Primeira mulher com registro de treinadora da CBF, Nilmara Alves comanda o Manthiqueira

Estadão Conteúdo
25/02/2018 às 15:13.
Atualizado em 03/11/2021 às 01:34
 (Manthiqueira/Divulgação)

(Manthiqueira/Divulgação)

O futebol brasileiro quebra um tabu dando a Nilmara Alves o registro de técnica profissional. É a primeira mulher nesta condição no País, mas já houve outras no Chile e na França, por exemplo. A treinadora, de 36 anos, comanda com voz macia, mas firme, os marmanjos do Manthiqueira, time de Guaratinguetá, no interior de São Paulo. Como todo treinador no Brasil, enfrenta resistência quando a equipe vai mal e dribla os preconceitos com progressos interessantes na carreira.

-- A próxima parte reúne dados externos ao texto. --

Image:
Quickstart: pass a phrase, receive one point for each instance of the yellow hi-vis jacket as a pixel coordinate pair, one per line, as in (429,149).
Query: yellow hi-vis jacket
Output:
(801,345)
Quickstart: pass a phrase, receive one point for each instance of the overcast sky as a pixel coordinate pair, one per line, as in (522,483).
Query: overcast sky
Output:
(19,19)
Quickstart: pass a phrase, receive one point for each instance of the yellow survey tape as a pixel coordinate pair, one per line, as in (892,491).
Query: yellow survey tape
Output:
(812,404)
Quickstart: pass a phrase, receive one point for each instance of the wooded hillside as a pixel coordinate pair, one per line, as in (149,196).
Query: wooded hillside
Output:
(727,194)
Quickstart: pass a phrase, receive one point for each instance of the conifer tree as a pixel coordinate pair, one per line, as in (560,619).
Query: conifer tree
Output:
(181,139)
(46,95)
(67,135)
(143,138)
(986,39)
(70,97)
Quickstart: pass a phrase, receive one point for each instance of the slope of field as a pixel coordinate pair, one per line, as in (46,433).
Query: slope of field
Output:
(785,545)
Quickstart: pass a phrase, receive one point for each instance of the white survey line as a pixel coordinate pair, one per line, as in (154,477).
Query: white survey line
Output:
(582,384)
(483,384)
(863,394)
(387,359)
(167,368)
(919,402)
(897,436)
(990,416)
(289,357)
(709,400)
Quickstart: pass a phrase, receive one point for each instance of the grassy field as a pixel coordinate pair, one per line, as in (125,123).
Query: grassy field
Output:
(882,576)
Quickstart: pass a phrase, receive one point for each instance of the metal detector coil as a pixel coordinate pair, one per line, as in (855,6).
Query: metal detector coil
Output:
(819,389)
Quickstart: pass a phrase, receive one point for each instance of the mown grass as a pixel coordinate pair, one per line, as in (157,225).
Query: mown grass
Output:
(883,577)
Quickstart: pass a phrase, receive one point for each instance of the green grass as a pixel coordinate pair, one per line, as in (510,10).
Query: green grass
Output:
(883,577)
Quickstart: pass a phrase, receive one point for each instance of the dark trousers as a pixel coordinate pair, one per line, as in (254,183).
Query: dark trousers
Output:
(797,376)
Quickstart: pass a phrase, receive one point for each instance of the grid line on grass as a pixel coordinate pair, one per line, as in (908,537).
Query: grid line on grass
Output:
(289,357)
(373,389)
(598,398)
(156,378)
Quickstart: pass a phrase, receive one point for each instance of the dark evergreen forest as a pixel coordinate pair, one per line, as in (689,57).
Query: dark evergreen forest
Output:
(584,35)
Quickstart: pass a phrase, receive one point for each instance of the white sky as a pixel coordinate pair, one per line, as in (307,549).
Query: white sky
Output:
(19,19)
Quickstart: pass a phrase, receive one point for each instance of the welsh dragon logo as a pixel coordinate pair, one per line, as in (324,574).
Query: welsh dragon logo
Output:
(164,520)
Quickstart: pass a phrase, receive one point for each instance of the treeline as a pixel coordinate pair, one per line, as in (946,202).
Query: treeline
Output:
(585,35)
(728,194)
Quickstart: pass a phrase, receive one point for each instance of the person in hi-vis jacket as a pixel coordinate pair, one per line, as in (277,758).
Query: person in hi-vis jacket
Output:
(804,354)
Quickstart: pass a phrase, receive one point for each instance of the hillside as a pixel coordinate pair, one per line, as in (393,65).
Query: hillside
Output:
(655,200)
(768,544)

O mais recente obstáculo superado foi ter conseguido, no mês passado, se tornar a primeira mulher a ter o registro de treinadora na CBF. Foi um reconhecimento, pois o começo na carreira se deu em 2012, quando o presidente do Manthiqueira, Dado de Oliveira, apostou na então preparadora física da base para conduzir o time de cima. O clube disputa nesta temporada a Série A3 do Campeonato Paulista.

Os anos no cargo, porém, não fizeram os torcedores mais críticos se acalmarem nas fases ruins da equipe. "Às vezes a nossa torcida reclama e fala que mulher tem de estar na cozinha, em casa ou que não entende nada de futebol", contou Nilmara Alves, que aprendeu a ignorar o preconceito. Ex-zagueira de times do interior, ela abriu mão da carreira para estudar educação física. Enfrentou a desconfiança da família quando estreou como treinadora. Zelosos, os pais temiam a fúria dos torcedores.

O Estado viajou no final de semana passado até Itapira (SP) para acompanhar Nilmara Alves durante um jogo oficial. Da chegada ao estádio até a saída dele após empate por 1 a 1 com o Mogi Mirim, a técnica mostrou-se tranquila e cuidadosa. Para evitar constrangimentos, ela aguarda do lado de fora do vestiário enquanto os jogadores trocam de roupa ou tomam banho. Só depois de tudo pronto ela entra.

Nilmara Alves é calma e não fala palavrões. Durante a partida, permanece em pé o tempo todo, gesticula muito, mas não grita. "Eu sou mais tranquila e observadora. Tenho um auxiliar de voz mais grossa, então às vezes eu peço para ele dar os recados quando não consigo".

JORNADA DUPLA - Nilmara Alves divide o futebol com o trabalho diário em Aparecida do Norte (SP), cidade vizinha a Guaratinguetá, onde é funcionária pública e trabalha em uma creche. "No Manthiqueira, trabalho mais por amor do que pelo salário". Seus treinos costumam ser marcados para o final da tarde, após o expediente na creche. A jornada dupla impede a sua presença em algumas partidas fora de casa. Mas isso está no contrato e foi combinado.

Os jogadores já se acostumaram com sua presença, mas ainda são questionados pelos colegas sobre como é o comando da "professora". "Ela é discreta, mas a gente sabe o quanto conhece de futebol e o tanto que nos passa de ensinamentos", disse o zagueiro e capitão Leonardo. No último domingo, a reportagem acompanhou a sua preleção. Umas de suas dicas aconteceu: o time rival começaria em ritmo forte, mas cansaria.

A presença de Nilmara Alves em um ambiente ainda masculino se tornou natural no Manthiqueira a ponto de os atletas se esquecerem dela quando conversam sobre outras temas, como namoradas. "Homem é meio ‘bocudo’, né? Não está nem aí e fala besteira mesmo. Então, quando a gente vê que ela está por perto, tenta dar uma segurada, mas às vezes escapa", admitiu o capitão.

Responsável por contratar Nilmara Alves, o presidente do Manthiqueira se orgulha da escolha. Dado de Oliveira disse ter apostado nela justamente pela discrição. "Não gosto de treinador que grita e fica ‘cantando’ a jogada. Futebol é uma arte. O jogador precisa ser artista e ter liberdade para criar em campo", comentou.

O dirigente diz enxergar na treinadora uma sensibilidade maior para lidar com o elenco. Responsável pela efetivação de Nilmara Alves, ele garante sofrer com as broncas da torcida. "O futebol é um meio machista. Para todos os efeitos a mulher não tem pulso nem qualificação. O engraçado é que quando a gente ganha, não acontece nada", disse.

Calejada com o preconceito, Nilmara Alves ignora os ataques e não vai desistir. O próximo objetivo da carreira é fazer o curso de técnicos na CBF.